Knowles merely nodded. Yet in the morning, immediately after the usual early breakfast, Gowan went up to the corral and returned driving a lively pair of broncos to the old buckboard. Ashton happened to come around the house as Knowles stepped from the front door. The cowman was followed by his daughter, attired in a new riding habit and a fashionable hat with a veil.

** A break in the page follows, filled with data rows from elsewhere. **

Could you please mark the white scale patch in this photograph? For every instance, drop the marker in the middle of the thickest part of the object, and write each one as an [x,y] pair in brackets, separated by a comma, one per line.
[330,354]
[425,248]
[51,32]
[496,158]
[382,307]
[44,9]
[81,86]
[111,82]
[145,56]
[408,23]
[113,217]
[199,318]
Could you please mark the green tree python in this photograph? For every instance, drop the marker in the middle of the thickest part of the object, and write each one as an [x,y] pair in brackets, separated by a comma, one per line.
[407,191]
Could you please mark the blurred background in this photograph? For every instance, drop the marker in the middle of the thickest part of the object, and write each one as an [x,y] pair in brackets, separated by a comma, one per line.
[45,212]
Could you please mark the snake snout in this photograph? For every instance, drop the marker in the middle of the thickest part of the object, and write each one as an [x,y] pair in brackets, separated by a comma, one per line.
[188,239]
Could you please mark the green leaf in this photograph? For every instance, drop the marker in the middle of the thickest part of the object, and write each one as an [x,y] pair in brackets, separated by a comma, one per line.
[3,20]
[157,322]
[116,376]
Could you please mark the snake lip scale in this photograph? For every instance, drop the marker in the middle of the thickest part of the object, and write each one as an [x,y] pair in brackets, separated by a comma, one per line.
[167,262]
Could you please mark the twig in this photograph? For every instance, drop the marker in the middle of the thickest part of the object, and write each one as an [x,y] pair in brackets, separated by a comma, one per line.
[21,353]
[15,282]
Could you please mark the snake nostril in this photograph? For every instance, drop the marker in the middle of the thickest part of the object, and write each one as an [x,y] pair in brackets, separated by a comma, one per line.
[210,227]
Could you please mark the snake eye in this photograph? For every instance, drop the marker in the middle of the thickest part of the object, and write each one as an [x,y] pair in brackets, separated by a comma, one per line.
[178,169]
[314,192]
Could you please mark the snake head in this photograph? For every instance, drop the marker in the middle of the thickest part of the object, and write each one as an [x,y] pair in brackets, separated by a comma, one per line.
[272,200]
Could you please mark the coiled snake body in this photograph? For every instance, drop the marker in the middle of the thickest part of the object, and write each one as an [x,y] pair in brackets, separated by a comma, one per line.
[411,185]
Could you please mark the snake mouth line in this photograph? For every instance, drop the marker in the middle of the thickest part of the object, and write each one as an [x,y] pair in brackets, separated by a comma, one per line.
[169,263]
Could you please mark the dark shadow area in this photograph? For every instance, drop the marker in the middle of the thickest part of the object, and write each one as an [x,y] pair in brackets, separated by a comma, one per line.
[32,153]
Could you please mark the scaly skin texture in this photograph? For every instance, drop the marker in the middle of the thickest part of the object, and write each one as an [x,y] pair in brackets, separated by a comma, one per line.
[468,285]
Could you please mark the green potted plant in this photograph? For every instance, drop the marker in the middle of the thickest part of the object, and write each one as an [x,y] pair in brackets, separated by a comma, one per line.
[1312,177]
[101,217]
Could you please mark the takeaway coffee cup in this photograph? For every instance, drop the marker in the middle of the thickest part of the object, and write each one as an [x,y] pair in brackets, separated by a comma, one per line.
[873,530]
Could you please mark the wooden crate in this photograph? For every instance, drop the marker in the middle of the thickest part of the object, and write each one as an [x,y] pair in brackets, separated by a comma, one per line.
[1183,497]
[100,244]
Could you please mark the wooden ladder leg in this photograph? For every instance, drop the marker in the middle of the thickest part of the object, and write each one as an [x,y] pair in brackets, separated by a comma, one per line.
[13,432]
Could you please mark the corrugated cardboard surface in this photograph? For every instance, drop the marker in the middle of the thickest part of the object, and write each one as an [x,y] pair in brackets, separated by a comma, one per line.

“You’re just in time, Lafe,” said Knowles. “Saddle a couple of hawsses and follow Chuckie to town. I misdoubt that seat is cramped for three, and a baby to boot.” 126
“But I––it looks quite wide to me,” said Ashton, flushing and drawing back.
“You know the size of Blake and his lady––I don’t,” replied the cowman. “Just the same, I want you to go along with Chuckie. There’s not a puncher in this section would harm her, drunk or sober; but the fellows that come in and go out on the railroad are sometimes another sort.”
“Of course I––if necessary,” stammered Ashton. “Yet may I ask you to excuse me? In the event of trouble, Mr. Gowan, you know––”
“Great snakes!” called Gowan from the buckboard. “Needn’t ask me to go, twice!”
“Can’t spare you today,” said Knowles, his keen eyes fixed on Ashton in unconcealed amazement.
It was inconceivable. For the first time in his career as an employé, the tenderfoot was attempting to evade a duty,––a duty that comprised a fifty-mile ride in company with Miss Isobel Knowles!
The girl looked at Ashton with a perfect composure that betrayed no trace of her feelings.
“I’m sure there’s no reason whatever why Lafe should go, if he does not wish to,” she remarked. “Any of my hawsses will lead to the buckboard.”